For a majority of respondents, that answer is no.
Gallup's annual Economy and Personal Finance poll, conducted April 2-11, found that most Americans surveyed were aware of this trend and expected it to continue. When asked, “Over the next year, do you think that the average price of houses in your area will increase, stay the same, or decrease,” 64 percent responded that they anticipated local home prices would continue increasing. That percentage is up nine percentage points over the past two years and now marks the highest percentage Gallup has measured since 2005.
Twenty-six percent of those surveyed said they expected home prices to stay the same, and only 10 percent expected prices to go down.
Sixty-five percent of those surveyed also said they believed now was a good time to purchase a home. This is down from 74 percent in 2014 but still well above the lows near 50 percent that were recorded between 2006 - 2008. Since Gallup began asking that question in 1978, the percentage of respondents saying it was a good time to purchase a house has never dropped below 50 percent. “To some degree, Americans may answer the question in terms of both housing market conditions and their views about buying a house as a long-term investment,” Gallup notes.

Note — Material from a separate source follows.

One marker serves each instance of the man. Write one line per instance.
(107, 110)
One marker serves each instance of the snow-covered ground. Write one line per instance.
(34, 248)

In the 2005 survey, 70 percent of Americans said they expected home prices to rise over the following year. By April 2007, that percentage had dropped all the way to 52 percent. By 2008, expectations had flipped considerably, with Gallup reporting that 38 percent of those surveyed expected prices to decrease, as compared to 29 percent who expected an increase. By 2013, a majority (51 percent) once again tipped toward believing prices would increase, and that number has been on the rise ever since.
The sentiment that prices will increase is strongest in the West at 79 percent—up 15 percentage points over the 2016 survey. The South recorded the next highest response, with 64 percent anticipating price increases (although this represented only a 3 percentage point increase over Southern sentiment from the 2016 survey). Next was the East (58 percent, up 10 percentage points over 2016) and the Midwest (56 percent, up 11 percentage points).
“High demand and limited supply of homes are putting upward pressure on home prices, leading many real estate experts to urge prospective buyers to get into the market now, before rising prices and interest rates make homes too expensive to afford,” Gallup’s survey states. “Americans appear to be aware of housing market conditions, with their opinions of whether home prices will rise trending in the same direction as U.S. home prices. But they also may be aware that it is becoming more of a seller's market than a buyer's market. While they remain optimistic that it is a good time to purchase a home, they are less optimistic than they were four years ago, when houses were more affordable and interest rates were lower.”